Tags: #Fiction, #General, #United States, #Fantasy, #Imaginary Wars and Battles, #Historical, #Epic

Dawn began turning the eastern sky gray and then pink. Rollant started to be able to see where he was putting his feet. He tried to see more than that, to see where the enemy was. He couldn’t, not yet.

Smitty said, “Next thing we’ve got to find out is if the pontoons make it to where they’re supposed to be when we make it to where we’re supposed to be. If we can’t cross the river, we sure as hells can’t do the fighting we’re supposed to do.”

“Cross the river?” Rollant said. “Nobody ever tells me anything.”

“I’m telling you now, aren’t I?” Smitty said. Rollant nodded, but he still meant what he’d said. He always got rumors more slowly than most of the others in the company. He knew why, too: he was a blond. He’d mostly given up complaining about it. Complaining didn’t make people talk to him any more, and it did make them think he was a whiner. He didn’t think so, but one of the lessons of serfdom and the army alike was that hardly anybody cared what he thought.

Lieutenant Griff still led the regiment; Captain Cephas wasn’t fit to march or fight. Griff pointed ahead, toward the Franklin River. “That’s Brownsville Ferry, where we’re going,” he called to the company. He actually sounded as if he knew what he was talking about. “We’ve got more men coming, I hear. Between them and us, we’ll drive the traitors back and open up a proper supply route.”

“Why didn’t he tell us all that before we started marching?” Rollant asked.

“He probably didn’t know himself,” Smitty answered. “How much you want to bet somebody briefed him while we were on the road here?”

Rollant thought about it. It didn’t take much thought. He nodded. “That sounds right.” As the company commander had, he pointed. “Look at those big wooden boxy things floating in the river.”

“Those are the pontoons.” Smitty’s voice cracked with excitement. “And see? We’ve got the wizards in place to do what needs doing with ’em. By the gods, that didn’t always happen when General Guildenstern was in charge of things.”

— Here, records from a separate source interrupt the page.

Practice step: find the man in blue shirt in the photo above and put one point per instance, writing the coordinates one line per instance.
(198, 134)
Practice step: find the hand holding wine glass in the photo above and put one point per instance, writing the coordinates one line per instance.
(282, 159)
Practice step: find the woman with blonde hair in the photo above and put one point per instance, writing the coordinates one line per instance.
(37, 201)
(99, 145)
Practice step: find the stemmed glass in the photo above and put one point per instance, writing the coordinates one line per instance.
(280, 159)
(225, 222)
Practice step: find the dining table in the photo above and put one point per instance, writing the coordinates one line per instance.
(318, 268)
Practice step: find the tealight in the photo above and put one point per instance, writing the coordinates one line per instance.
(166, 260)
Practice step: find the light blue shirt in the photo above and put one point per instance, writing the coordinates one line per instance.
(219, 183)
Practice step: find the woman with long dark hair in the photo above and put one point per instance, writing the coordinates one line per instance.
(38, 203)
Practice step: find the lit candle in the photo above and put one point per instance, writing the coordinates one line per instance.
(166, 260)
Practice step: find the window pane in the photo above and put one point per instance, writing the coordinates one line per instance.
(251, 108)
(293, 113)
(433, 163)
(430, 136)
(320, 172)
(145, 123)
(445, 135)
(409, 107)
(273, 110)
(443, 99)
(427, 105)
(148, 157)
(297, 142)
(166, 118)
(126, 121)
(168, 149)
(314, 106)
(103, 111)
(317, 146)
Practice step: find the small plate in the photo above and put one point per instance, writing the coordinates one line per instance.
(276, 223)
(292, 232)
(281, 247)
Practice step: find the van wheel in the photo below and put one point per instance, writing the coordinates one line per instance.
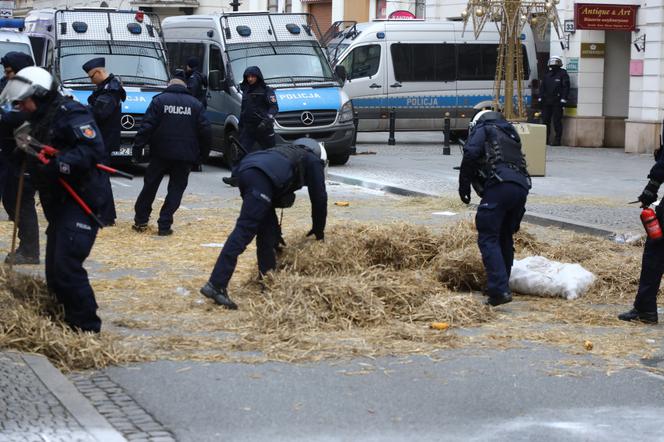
(231, 148)
(339, 159)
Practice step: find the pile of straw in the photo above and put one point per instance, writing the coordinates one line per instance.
(30, 321)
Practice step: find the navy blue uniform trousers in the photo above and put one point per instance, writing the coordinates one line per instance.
(249, 136)
(498, 218)
(652, 269)
(257, 219)
(69, 239)
(28, 224)
(178, 179)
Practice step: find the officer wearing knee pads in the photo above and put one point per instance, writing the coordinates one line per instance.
(495, 167)
(652, 263)
(106, 106)
(553, 97)
(69, 127)
(179, 136)
(27, 221)
(268, 179)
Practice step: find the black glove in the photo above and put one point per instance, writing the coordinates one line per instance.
(319, 235)
(649, 194)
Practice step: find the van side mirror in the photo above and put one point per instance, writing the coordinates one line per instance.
(341, 73)
(216, 81)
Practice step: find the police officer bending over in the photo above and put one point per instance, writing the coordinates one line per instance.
(106, 106)
(652, 263)
(70, 235)
(268, 179)
(496, 168)
(179, 135)
(553, 96)
(27, 222)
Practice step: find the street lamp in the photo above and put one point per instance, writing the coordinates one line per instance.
(510, 17)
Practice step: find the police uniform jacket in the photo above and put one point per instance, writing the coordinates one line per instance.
(258, 100)
(196, 83)
(175, 127)
(476, 149)
(106, 106)
(555, 86)
(69, 127)
(281, 171)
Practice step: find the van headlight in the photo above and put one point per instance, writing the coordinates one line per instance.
(346, 114)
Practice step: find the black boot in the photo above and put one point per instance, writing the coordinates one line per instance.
(230, 180)
(503, 298)
(220, 296)
(635, 315)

Sure enough, the mages on this bank of the Franklin were busy incanting—and the northerners on the far bank of the river didn’t seem to have any sorcerers in place to challenge their spells. Under their wizardry, the pontoons formed a line straight across the Franklin River. More mages—and some down-to-earth, unmagical artificers, too—spiked planks on the pontoons to form a makeshift bridge. The blue-clad traitors did have a few soldiers in place on the far side of the river. They started shooting at the artificers as soon as they got within range. They hit some of them, too, but not enough to keep the bridge from getting finished. Rollant whooped, even though that completed bridge meant he was going into danger. He wasn’t the only one cheering, either—far from it.

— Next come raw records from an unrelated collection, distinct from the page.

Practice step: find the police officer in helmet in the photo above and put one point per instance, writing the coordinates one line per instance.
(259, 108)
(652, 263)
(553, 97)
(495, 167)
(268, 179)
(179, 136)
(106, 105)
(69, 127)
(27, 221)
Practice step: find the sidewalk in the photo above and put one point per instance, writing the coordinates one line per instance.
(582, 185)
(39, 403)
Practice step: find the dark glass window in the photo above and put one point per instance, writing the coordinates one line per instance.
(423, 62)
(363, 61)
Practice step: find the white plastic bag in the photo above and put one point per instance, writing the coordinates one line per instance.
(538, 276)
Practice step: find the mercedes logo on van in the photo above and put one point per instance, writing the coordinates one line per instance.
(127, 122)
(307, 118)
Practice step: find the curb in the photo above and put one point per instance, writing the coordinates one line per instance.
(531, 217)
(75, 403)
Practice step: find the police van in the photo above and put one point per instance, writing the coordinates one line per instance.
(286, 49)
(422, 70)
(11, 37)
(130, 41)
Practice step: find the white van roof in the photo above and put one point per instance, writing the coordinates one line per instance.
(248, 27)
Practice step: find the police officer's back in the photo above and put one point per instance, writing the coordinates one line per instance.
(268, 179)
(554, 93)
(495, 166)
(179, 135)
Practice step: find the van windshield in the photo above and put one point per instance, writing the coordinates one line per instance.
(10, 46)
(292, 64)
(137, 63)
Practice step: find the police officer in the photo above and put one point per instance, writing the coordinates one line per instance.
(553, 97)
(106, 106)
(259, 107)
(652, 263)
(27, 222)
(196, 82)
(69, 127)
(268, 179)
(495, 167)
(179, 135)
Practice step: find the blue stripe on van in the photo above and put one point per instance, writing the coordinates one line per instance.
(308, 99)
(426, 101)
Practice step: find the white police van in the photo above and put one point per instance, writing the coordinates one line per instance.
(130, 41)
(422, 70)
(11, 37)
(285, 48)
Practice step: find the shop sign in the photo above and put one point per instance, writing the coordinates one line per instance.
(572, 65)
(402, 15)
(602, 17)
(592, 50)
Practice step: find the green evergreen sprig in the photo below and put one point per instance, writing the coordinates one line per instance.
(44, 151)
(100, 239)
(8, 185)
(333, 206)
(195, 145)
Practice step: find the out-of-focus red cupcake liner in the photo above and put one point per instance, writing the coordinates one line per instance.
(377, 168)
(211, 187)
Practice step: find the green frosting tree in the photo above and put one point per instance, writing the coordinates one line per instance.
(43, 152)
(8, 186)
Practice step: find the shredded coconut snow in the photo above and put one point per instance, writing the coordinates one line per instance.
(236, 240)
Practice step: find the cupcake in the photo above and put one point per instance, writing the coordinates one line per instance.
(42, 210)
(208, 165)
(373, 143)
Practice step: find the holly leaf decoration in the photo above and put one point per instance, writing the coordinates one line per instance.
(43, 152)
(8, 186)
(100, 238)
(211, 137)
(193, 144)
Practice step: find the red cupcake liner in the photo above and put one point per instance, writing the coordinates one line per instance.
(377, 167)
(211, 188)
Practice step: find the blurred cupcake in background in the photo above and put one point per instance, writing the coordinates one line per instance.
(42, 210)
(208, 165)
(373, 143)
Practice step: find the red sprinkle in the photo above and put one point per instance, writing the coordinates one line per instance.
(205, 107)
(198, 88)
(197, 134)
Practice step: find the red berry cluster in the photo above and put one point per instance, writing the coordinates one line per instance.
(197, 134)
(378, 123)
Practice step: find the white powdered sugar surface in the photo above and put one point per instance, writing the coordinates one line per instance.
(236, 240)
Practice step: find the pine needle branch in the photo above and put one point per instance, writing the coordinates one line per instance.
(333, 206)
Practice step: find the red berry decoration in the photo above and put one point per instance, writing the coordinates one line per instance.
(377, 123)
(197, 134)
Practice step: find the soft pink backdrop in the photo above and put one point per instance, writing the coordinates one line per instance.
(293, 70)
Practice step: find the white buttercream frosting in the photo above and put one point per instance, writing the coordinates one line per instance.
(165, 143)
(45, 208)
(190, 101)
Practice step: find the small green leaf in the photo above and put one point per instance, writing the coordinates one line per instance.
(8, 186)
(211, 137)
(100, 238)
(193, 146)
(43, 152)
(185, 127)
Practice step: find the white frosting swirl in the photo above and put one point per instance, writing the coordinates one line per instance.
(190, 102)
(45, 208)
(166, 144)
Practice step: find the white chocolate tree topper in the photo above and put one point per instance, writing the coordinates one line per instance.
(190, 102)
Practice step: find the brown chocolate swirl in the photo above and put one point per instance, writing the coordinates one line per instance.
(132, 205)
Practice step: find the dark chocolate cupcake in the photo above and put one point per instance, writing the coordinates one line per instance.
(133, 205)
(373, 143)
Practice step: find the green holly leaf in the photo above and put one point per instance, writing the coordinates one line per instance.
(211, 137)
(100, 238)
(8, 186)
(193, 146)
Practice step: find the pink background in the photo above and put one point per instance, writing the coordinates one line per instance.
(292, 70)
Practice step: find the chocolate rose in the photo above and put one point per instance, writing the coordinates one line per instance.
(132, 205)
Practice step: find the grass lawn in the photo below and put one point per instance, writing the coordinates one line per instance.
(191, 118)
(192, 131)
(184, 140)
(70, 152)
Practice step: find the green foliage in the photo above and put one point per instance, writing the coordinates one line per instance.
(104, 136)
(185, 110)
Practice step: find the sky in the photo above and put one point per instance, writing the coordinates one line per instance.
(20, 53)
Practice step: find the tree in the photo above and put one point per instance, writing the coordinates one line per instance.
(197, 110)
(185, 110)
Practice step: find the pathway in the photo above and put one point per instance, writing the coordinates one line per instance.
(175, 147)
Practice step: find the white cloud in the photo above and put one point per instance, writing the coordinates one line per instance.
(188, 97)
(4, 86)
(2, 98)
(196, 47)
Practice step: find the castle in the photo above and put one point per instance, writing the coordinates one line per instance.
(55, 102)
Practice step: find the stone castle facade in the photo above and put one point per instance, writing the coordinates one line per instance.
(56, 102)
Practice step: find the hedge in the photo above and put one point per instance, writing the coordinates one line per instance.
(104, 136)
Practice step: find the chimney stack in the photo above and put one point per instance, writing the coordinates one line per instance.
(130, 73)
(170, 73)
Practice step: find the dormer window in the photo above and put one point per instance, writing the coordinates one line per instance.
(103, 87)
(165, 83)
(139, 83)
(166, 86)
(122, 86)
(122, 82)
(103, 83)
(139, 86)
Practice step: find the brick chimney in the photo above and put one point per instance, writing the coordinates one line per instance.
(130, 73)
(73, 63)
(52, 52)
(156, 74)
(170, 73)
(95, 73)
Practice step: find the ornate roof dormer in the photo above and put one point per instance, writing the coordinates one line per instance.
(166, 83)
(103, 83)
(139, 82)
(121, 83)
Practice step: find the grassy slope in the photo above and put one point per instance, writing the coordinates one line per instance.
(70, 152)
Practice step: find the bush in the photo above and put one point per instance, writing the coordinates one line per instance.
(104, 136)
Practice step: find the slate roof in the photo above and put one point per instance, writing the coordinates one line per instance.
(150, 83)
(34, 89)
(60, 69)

Trumpets blared. Gray-clad soldiers swarmed onto the bridge and charged toward the enemy: unicorn-riders first, then pikemen, then crossbowmen like Rollant and his comrades. “We are to drive back the enemy wherever we find him,” Lieutenant Griff said grandly.

Rollant set a quarrel in the groove of his crossbow and cocked the weapon. The rest of the soldiers in his company did the same. They couldn’t do much in the way of driving unless they could shoot. More and more of King Avram’s men flooded over the bridge. By now, the sun had risen. Rollant saw the men who followed King Geoffrey running away, some of them pausing every now and then to shoot at his comrades and him. It wasn’t that they weren’t brave; he knew too well that they were. But General Bart’s sudden, strong move to seize this river crossing had caught them by surprise, and they didn’t have enough troopers close by to stop it.

Then his own feet were thudding on the timbers of the pontoon bridge. “King Avram!” he shouted at the top of his lungs. “King Avram and freedom!”

He didn’t hear anyone yelling for King Geoffrey and provincial prerogative. His boots squelched in the mud on the far riverbank. He looked around wildly for somebody to kill.

But there weren’t that many northerners around. The men who’d gone over the pontoon bridge ahead of Rollant had killed some of them, while others had run away, seeing themselves so outnumbered. Rollant shot at one traitor who’d decided to run a little later than his comrades. His bolt caught the enemy soldier right in the seat of the pantaloons. The fellow let out a howl Rollant could clearly hear and ran faster than ever, one hand clapped to the wound.

“Nice shot!” Smitty said, laughing. “He’ll remember you every time he sits down for the next year.” He waved to Sergeant Joram. “Put it in the report, Sergeant—Trooper Rollant has made himself a pain in the arse to the enemy.”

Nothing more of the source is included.